The insurance will cover both domestic and export trade receivables.
For domestic receivables, the insurance covers the receivables including VAT, whereas for export sales, there is a possibility to insure VAT if applicable.
Generally, VAT is excluded from the insurance for export receivables.
Receivables insurance is a comprehensive solution that supports risk management in a company.
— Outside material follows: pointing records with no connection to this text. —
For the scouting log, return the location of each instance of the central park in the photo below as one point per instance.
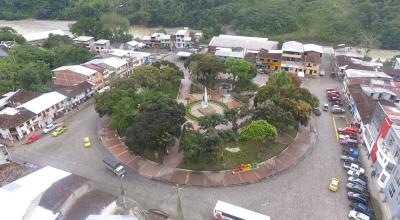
(225, 122)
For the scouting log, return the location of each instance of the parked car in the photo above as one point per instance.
(359, 207)
(59, 131)
(337, 110)
(345, 157)
(357, 197)
(356, 188)
(86, 142)
(353, 167)
(358, 181)
(348, 130)
(358, 215)
(317, 112)
(325, 107)
(333, 186)
(49, 128)
(32, 138)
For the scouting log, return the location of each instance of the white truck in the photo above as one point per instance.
(115, 166)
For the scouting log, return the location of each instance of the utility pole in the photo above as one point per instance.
(179, 205)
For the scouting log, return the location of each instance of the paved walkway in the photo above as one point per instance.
(302, 144)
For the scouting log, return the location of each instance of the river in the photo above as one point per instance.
(27, 26)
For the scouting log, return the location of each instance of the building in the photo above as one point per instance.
(312, 59)
(183, 39)
(16, 123)
(87, 41)
(226, 53)
(101, 44)
(75, 94)
(269, 60)
(49, 193)
(115, 66)
(39, 38)
(397, 63)
(46, 107)
(75, 74)
(134, 45)
(292, 56)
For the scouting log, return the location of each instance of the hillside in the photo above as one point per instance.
(357, 22)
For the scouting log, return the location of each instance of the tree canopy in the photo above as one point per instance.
(258, 130)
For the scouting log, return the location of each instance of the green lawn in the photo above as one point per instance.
(251, 151)
(292, 130)
(150, 154)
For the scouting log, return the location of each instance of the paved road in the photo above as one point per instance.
(299, 193)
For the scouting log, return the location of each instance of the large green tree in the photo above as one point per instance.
(154, 126)
(258, 130)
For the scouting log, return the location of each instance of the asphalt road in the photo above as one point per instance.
(298, 193)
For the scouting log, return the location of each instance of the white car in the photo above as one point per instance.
(49, 128)
(353, 214)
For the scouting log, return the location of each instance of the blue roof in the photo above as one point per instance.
(3, 53)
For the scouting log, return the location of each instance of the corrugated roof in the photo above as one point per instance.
(248, 43)
(293, 46)
(78, 69)
(43, 102)
(83, 38)
(42, 35)
(313, 47)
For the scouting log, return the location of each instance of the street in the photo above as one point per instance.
(298, 193)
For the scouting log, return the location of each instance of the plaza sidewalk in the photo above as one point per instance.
(297, 150)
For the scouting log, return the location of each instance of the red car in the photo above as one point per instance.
(32, 138)
(348, 130)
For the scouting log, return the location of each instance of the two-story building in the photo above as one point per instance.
(101, 44)
(183, 39)
(75, 74)
(87, 41)
(292, 54)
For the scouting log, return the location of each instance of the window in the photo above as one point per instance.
(392, 190)
(397, 178)
(383, 178)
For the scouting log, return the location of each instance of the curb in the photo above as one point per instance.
(312, 139)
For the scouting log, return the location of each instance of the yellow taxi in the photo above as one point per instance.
(334, 185)
(86, 142)
(58, 131)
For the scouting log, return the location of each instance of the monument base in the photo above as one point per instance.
(209, 110)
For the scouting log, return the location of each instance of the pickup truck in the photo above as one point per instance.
(115, 166)
(354, 167)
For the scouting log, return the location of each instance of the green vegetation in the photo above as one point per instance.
(339, 21)
(29, 67)
(251, 151)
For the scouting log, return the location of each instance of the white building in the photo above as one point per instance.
(39, 38)
(183, 39)
(87, 41)
(101, 44)
(47, 107)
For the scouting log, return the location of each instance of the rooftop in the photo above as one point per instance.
(22, 96)
(313, 47)
(83, 38)
(293, 46)
(42, 35)
(227, 52)
(353, 73)
(102, 41)
(248, 43)
(43, 102)
(77, 69)
(365, 104)
(12, 117)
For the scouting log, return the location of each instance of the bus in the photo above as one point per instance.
(226, 211)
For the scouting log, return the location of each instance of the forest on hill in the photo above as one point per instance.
(375, 23)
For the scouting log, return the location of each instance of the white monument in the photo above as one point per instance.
(204, 103)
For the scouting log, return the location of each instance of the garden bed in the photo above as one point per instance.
(251, 151)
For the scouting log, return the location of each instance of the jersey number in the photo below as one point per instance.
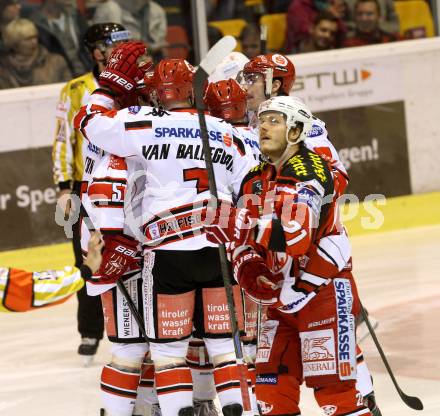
(197, 174)
(117, 192)
(89, 164)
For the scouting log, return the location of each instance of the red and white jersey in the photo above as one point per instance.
(169, 148)
(251, 141)
(317, 141)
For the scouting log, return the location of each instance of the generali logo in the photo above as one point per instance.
(325, 79)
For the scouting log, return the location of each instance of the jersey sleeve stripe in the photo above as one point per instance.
(239, 145)
(138, 125)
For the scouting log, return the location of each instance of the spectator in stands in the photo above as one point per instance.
(302, 13)
(27, 62)
(324, 34)
(61, 28)
(250, 39)
(107, 11)
(146, 20)
(367, 30)
(389, 20)
(9, 11)
(226, 9)
(276, 6)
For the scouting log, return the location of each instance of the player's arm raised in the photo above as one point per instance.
(99, 121)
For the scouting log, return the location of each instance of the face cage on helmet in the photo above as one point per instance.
(114, 39)
(175, 96)
(245, 80)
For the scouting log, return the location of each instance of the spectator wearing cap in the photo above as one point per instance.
(389, 19)
(324, 34)
(61, 28)
(9, 11)
(147, 21)
(27, 62)
(302, 14)
(367, 25)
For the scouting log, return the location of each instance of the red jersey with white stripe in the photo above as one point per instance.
(299, 225)
(169, 148)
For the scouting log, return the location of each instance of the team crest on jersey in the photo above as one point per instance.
(257, 187)
(318, 352)
(227, 140)
(315, 131)
(329, 410)
(265, 407)
(134, 109)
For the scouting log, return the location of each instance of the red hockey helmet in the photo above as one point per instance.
(272, 66)
(145, 87)
(226, 99)
(172, 80)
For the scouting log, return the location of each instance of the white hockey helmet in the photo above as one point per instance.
(296, 112)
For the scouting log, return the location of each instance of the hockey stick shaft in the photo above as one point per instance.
(133, 309)
(411, 401)
(207, 66)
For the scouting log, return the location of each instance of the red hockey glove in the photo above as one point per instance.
(119, 256)
(228, 224)
(259, 283)
(123, 70)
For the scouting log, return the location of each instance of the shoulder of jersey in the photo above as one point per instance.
(80, 82)
(307, 165)
(255, 171)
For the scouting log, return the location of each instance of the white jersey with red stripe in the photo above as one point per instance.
(169, 147)
(109, 198)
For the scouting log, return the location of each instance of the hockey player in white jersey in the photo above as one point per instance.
(184, 279)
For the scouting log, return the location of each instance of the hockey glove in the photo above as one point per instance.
(259, 283)
(123, 70)
(120, 255)
(295, 294)
(228, 224)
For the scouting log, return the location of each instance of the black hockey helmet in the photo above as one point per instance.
(101, 35)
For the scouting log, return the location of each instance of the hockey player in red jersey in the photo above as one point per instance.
(288, 262)
(184, 280)
(273, 75)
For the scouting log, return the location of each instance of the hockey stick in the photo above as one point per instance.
(214, 56)
(133, 309)
(411, 401)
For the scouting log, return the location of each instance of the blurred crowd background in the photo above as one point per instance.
(41, 40)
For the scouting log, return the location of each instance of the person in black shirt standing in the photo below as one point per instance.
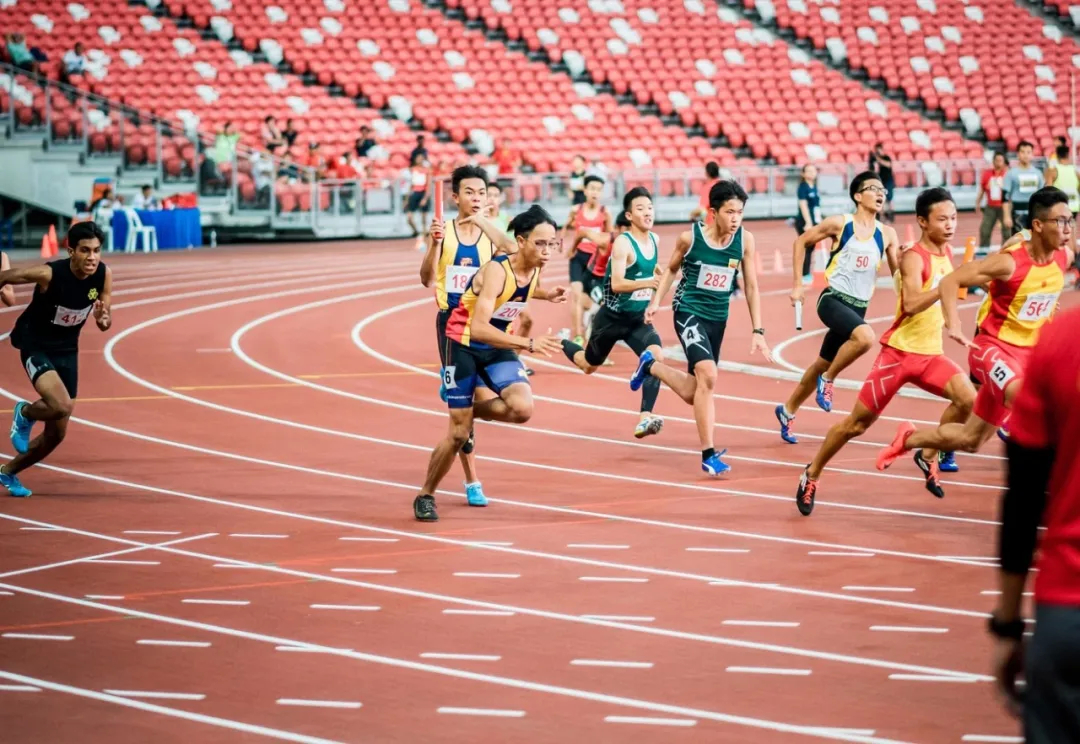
(46, 335)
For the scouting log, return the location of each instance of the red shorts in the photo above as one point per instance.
(996, 365)
(894, 368)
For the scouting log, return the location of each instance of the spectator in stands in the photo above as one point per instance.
(880, 163)
(991, 186)
(365, 141)
(1022, 180)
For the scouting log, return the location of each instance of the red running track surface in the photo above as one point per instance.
(224, 548)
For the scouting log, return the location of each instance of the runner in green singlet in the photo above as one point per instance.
(630, 281)
(709, 257)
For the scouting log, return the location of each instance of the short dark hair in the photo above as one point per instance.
(860, 180)
(464, 173)
(724, 191)
(81, 231)
(1043, 200)
(927, 200)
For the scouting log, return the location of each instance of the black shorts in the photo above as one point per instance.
(841, 319)
(701, 339)
(611, 327)
(64, 363)
(468, 368)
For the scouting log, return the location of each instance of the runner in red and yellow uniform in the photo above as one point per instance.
(912, 348)
(1025, 280)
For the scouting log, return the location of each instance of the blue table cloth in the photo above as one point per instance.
(176, 228)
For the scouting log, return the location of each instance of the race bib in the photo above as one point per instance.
(457, 278)
(715, 278)
(508, 311)
(67, 316)
(1038, 307)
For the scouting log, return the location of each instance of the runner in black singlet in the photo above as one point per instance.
(46, 335)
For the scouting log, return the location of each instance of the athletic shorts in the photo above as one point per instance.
(701, 339)
(64, 363)
(894, 368)
(468, 368)
(995, 365)
(611, 327)
(841, 319)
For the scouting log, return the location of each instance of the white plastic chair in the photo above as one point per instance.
(135, 228)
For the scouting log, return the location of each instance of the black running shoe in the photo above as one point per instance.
(805, 496)
(423, 509)
(930, 473)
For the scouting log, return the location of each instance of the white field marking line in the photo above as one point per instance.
(455, 673)
(319, 703)
(150, 707)
(507, 610)
(645, 720)
(100, 557)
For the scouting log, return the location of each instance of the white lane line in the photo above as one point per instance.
(646, 720)
(459, 657)
(319, 703)
(496, 713)
(36, 636)
(613, 664)
(152, 694)
(228, 603)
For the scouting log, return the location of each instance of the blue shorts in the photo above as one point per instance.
(466, 368)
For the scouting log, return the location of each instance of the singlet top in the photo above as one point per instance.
(709, 275)
(1015, 309)
(54, 319)
(508, 306)
(921, 333)
(457, 264)
(853, 262)
(633, 302)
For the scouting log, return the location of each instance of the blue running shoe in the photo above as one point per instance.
(21, 428)
(474, 495)
(13, 486)
(946, 462)
(715, 465)
(644, 365)
(785, 425)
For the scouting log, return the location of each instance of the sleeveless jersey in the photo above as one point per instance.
(457, 264)
(508, 306)
(1015, 309)
(632, 302)
(921, 333)
(853, 261)
(597, 222)
(54, 319)
(709, 276)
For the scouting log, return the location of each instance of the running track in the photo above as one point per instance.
(224, 549)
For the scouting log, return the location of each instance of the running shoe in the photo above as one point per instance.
(14, 486)
(644, 365)
(423, 509)
(785, 425)
(648, 425)
(806, 492)
(21, 428)
(824, 396)
(474, 495)
(930, 473)
(946, 462)
(715, 465)
(899, 445)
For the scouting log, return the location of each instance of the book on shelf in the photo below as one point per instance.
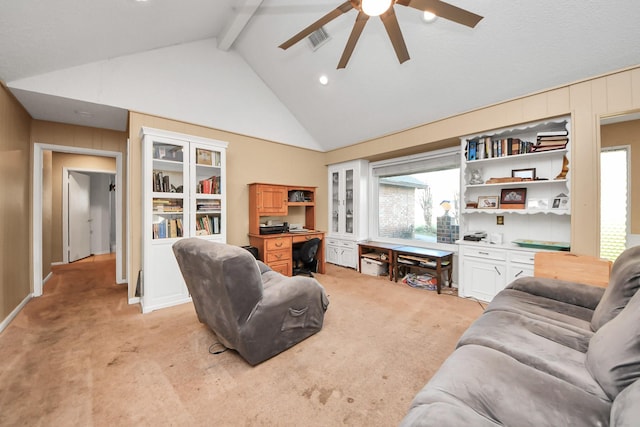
(167, 206)
(161, 182)
(209, 186)
(167, 228)
(208, 205)
(167, 152)
(487, 148)
(553, 133)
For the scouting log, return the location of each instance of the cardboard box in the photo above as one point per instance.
(373, 267)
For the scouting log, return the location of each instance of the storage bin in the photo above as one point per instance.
(373, 267)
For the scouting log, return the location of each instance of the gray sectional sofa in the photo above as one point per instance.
(545, 352)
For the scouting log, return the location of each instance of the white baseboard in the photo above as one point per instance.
(14, 313)
(46, 279)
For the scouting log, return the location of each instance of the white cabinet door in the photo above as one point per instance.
(520, 265)
(515, 271)
(483, 278)
(333, 254)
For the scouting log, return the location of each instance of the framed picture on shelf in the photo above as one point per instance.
(513, 198)
(538, 203)
(488, 202)
(203, 157)
(560, 202)
(529, 173)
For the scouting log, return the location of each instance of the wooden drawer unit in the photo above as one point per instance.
(278, 256)
(283, 268)
(278, 243)
(305, 237)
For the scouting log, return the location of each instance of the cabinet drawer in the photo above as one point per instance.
(283, 268)
(522, 257)
(305, 237)
(486, 253)
(277, 256)
(277, 244)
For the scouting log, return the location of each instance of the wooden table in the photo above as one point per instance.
(379, 247)
(426, 259)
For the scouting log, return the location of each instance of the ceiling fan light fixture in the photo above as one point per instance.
(375, 7)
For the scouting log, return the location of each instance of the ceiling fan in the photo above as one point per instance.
(384, 9)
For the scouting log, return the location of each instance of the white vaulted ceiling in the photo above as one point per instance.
(217, 62)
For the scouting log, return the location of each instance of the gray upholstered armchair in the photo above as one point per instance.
(252, 309)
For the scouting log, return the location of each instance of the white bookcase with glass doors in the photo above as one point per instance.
(347, 212)
(183, 196)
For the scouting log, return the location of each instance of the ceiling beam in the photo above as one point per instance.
(235, 27)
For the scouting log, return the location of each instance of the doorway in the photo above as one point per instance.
(619, 143)
(614, 206)
(88, 213)
(37, 214)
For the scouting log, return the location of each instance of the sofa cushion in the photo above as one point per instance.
(548, 348)
(506, 392)
(624, 282)
(613, 357)
(559, 313)
(625, 411)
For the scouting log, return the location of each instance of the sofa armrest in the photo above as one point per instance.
(560, 290)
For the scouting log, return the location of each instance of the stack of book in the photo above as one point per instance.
(166, 205)
(209, 186)
(552, 140)
(206, 206)
(487, 148)
(167, 228)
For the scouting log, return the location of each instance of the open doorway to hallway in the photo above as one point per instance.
(48, 224)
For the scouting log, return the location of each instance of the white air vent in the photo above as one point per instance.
(318, 38)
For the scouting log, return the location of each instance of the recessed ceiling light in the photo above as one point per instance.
(429, 16)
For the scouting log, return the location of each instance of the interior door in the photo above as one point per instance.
(79, 209)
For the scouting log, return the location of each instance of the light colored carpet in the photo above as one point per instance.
(81, 356)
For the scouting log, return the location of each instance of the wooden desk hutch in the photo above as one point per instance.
(273, 200)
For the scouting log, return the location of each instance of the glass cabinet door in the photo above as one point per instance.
(207, 192)
(167, 183)
(335, 202)
(348, 198)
It provides coverage for potential losses resulting from non-payment by the counterparty.
Benefits of having Trade Credit Insurance:
- protection against insolvency and bankruptcy of counterparties – covering most losses (excluding deductibles) in the event of non-payment by the counterparty;
- reduction of allowance for doubtful accounts – improvement of financial results;
- improvement of financial liquidity;
- enhancement of sales terms competitiveness, e.g., by extending the credit period offered – more favorable payment terms;
- improvement of sales development security;
- reduction of costs associated with verifying new counterparties - the insurer verifies the credibility of counterparties, their financial standing, and payment morals;
- risk control – the insurance company continuously monitors the insured counterparties;
- access to information about the deterioration of the financial situation of counterparties;
- reduction of business risks through support from the insurer in assessing the risk of counterparties, collection and execution of receivables – reducing the actions and costs of own collection;
- limiting other types of payment securities, e.g., guarantees, assignments, surety agreements – speeding up the sales process;
- the receivables insurance contract can serve as security for external financing (bank loan, factoring).